Producers Guild Partners with Hollywood Commission on Harassment Training Expansion
The Producers Guild of America has collaborated with the Hollywood Commission to broaden access to anti-harassment training for independent productions. The partnership integrates the Commission’s online prevention courses into the guild’s member resources. These modules address workplace misconduct, bystander intervention, and reporting protocols. Independent filmmakers now receive complimentary enrollment through guild affiliation.
The Hollywood Commission, founded in 2017 by Anita Hill and Kathleen McCormick, develops tools to combat abuse and discrimination in entertainment. Its training programs reached over 100,000 industry workers since launch. The initiative stems from Time’s Up movement responses to widespread allegations. Recent updates incorporate evolving legal standards and psychological research on power dynamics.
Producers Guild president Stephanie Allain emphasized the move supports lower-budget projects lacking studio mandates. “Independent producers often operate without dedicated HR departments,” she noted. The guild represents over 8,000 members across film, television, and new media. Membership requires completion of existing safety courses for certain credits.
The expanded access targets productions under $15 million budgets, common in festival circuits and streaming originals. Training covers sexual harassment, bullying, and retaliation prevention. Participants complete interactive scenarios based on real anonymized cases. Certificates track compliance for insurance and union requirements.
This collaboration follows industry surveys revealing persistent concerns in non-union settings. A 2024 Hollywood Commission report found 41 percent of below-the-line workers experienced unwanted advances. Independent crews reported higher incidents due to informal hierarchies. The partnership aims to standardize protocols across all production scales.
Guild members access the courses via dedicated portal links. Non-members in qualifying projects receive sponsored slots upon verification. The programs run 45 to 90 minutes with multilingual options. Completion rates exceeded 95 percent in prior studio implementations.

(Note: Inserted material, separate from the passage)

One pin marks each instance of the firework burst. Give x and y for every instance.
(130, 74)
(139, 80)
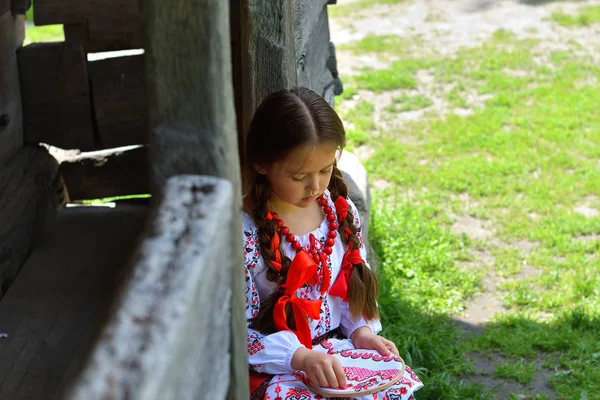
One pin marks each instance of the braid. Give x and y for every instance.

Entertainment unions including IATSE and SAG-AFTRA endorsed similar trainings in recent contracts. California law mandates harassment prevention for employers with five or more staff. Federal guidelines encourage proactive education to mitigate liability. The Commission’s materials align with EEOC recommendations.
This initiative reflects ongoing efforts to reform workplace culture post-#MeToo revelations. Major studios implemented mandatory sessions starting 2018. Independent sector adoption lagged due to resource constraints. The guild-commission tie addresses this gap directly.
Producers now incorporate training into pre-production checklists. Feedback mechanisms allow anonymous reporting of ongoing issues. The Hollywood Commission maintains a confidential helpline processing thousands of inquiries annually. Data informs annual progress reports shared industry-wide.
The partnership launches immediately for active guild projects. Expansion plans include live virtual sessions for remote crews. Organizers track participation metrics to assess impact over time. This step advances equitable safety standards across Hollywood’s diverse production landscape.